What Does a Picture Frame Typically Comprise?

When it comes to interior decorations, picture frames are invaluable. Not only do they come in a wide range of shapes and sizes. They come in a diverse range of colours and patterns too. In addition, regardless of your personal tastes, you’ll easily be able to find a picture frame that matches your sense of style. Many people might hold the view that frames are ideal for pictures and paintings only. But this is not true. In recent times, jersey and memorabilia framing have become quite popular in Sydney, Melbourne etc. Thus, it follows that you can easily use frames for exhibiting almost any kind of object that has a sentimental or artistic value.

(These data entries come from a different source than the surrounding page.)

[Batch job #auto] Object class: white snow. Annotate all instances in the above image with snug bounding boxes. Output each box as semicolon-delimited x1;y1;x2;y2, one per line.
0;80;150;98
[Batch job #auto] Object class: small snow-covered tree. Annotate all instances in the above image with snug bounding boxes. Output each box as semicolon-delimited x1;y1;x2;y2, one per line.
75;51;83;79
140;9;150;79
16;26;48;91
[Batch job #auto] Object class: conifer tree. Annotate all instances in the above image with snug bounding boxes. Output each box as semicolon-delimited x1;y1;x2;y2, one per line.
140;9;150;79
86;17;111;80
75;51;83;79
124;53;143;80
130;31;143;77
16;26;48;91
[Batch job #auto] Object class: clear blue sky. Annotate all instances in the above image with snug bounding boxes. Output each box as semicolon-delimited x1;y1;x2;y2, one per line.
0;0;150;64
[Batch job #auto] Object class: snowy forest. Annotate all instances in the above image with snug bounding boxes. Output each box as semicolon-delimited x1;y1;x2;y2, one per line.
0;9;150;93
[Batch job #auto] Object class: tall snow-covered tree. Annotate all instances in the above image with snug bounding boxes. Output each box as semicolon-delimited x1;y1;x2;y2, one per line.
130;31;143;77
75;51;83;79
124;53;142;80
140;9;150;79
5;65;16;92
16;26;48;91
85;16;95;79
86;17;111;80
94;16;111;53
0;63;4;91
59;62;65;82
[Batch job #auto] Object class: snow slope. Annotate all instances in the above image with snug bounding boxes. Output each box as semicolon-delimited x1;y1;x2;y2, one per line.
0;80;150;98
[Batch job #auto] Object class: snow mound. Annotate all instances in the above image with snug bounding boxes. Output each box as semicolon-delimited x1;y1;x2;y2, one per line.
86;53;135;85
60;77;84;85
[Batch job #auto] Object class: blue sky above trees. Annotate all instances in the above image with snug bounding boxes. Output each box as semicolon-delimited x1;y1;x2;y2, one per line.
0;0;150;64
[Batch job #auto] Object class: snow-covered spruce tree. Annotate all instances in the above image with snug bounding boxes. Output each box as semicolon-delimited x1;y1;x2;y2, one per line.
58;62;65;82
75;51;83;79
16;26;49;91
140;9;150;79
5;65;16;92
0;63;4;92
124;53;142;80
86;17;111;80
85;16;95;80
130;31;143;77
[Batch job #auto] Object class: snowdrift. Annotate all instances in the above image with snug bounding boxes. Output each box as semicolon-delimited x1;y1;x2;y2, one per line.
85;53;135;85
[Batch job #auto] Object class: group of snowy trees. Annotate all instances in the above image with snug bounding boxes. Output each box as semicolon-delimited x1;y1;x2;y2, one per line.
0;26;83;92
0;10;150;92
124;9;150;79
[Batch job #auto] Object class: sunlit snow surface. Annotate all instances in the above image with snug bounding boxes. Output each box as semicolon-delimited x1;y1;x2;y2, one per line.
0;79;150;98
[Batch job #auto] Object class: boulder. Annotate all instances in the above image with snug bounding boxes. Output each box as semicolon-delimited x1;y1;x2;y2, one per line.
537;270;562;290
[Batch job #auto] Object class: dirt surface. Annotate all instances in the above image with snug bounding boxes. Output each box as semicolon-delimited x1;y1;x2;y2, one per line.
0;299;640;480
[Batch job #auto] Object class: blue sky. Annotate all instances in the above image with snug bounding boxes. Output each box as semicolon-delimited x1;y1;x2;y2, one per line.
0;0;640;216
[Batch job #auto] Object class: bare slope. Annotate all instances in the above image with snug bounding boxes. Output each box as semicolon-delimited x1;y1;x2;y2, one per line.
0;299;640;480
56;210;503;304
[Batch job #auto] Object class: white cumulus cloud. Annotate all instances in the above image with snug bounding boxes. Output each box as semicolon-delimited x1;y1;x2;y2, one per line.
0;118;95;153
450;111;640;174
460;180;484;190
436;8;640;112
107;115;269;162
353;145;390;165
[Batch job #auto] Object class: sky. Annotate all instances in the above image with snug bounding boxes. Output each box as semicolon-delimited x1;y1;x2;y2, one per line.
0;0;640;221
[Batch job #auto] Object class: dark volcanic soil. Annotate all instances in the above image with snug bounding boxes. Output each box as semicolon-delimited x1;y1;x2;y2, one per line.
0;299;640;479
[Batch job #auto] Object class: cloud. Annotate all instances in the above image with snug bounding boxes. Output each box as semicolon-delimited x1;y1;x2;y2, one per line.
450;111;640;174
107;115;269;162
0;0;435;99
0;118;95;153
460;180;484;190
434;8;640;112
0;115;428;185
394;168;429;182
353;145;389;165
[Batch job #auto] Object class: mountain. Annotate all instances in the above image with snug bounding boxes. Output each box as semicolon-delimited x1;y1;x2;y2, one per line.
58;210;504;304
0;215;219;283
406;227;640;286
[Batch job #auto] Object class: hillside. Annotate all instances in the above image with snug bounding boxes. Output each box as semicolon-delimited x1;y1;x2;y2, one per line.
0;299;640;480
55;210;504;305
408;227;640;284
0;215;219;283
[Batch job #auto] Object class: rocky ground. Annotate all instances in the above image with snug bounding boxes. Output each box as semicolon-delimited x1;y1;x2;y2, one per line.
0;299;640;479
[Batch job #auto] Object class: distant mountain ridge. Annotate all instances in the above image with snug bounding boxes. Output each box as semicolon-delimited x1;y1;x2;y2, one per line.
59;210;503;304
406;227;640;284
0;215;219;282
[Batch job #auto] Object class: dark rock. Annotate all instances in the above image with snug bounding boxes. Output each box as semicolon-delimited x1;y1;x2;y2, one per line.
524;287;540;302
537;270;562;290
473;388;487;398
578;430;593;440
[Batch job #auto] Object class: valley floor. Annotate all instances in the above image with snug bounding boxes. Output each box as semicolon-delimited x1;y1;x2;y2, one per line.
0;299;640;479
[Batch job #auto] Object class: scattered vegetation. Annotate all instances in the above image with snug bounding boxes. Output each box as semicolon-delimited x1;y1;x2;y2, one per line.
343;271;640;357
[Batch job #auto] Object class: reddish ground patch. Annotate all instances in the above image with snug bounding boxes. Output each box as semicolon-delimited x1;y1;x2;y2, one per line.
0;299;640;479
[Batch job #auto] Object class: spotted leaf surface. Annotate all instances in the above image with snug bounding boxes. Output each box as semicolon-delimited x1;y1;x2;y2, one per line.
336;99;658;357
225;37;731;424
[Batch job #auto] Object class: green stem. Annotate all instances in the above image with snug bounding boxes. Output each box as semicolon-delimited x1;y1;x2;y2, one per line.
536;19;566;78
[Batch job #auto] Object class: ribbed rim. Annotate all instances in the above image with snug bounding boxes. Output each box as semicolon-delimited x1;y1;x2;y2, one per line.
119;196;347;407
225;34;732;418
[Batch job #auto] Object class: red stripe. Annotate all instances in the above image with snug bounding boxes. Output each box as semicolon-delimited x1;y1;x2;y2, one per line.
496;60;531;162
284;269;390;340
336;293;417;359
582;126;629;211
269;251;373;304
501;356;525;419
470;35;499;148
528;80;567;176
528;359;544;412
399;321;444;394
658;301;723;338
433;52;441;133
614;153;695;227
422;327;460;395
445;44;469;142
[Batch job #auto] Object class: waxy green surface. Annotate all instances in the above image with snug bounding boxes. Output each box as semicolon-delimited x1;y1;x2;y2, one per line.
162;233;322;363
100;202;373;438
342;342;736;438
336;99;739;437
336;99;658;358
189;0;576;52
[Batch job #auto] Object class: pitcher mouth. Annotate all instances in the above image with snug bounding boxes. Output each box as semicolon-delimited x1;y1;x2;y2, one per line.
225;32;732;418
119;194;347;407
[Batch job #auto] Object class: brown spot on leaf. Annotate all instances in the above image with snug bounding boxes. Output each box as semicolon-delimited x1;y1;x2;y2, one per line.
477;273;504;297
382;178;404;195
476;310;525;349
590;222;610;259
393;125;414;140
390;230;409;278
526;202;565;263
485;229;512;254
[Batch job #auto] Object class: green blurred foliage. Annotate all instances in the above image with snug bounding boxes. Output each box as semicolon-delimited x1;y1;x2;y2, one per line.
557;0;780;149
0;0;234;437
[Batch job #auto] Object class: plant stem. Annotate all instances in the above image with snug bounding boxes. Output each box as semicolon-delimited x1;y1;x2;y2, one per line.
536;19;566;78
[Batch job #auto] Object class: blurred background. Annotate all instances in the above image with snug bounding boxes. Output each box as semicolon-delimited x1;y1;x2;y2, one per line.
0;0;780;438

For the uninitiated, a frame typically comprises:

The Frame (or the External Border): This refers to the decorative element of the frame. This serves to enhance the beauty and style of the artwork. In addition, it holds the entire framing package together. Frame could be wide or thin and intricate or simple in design. In addition, they could comprise metal, wood or any other material too.
The Glazing: A common element in glass framing, this refers to the piece of glass or acrylic that fits within the frame to protect the artwork
The Backing Board: This provides support to the frame. It stabilises the artwork. Moreover, it provides enhanced support to the mat. Some people also use this for removing any excess space in the frame.
The Matting: This serves to surround and support the artwork. As such, it provides a decorative touch to the framed artwork. Picture and jersey framing shops in Sydney and elsewhere often cut the mat opening into various shapes such as a rectangle, an oval etc. The matting helps prevent the artwork from touching the glass.
The Dust Cover: This protects the contents of the frame. It adds a finished look to the picture as well.
Other Items: These typically comprise the hanging hardware and bumper pads. The former is useful for hanging the picture on the wall. The latter prevents the frame from scratching the walls. In addition, it helps keep the frame in place too.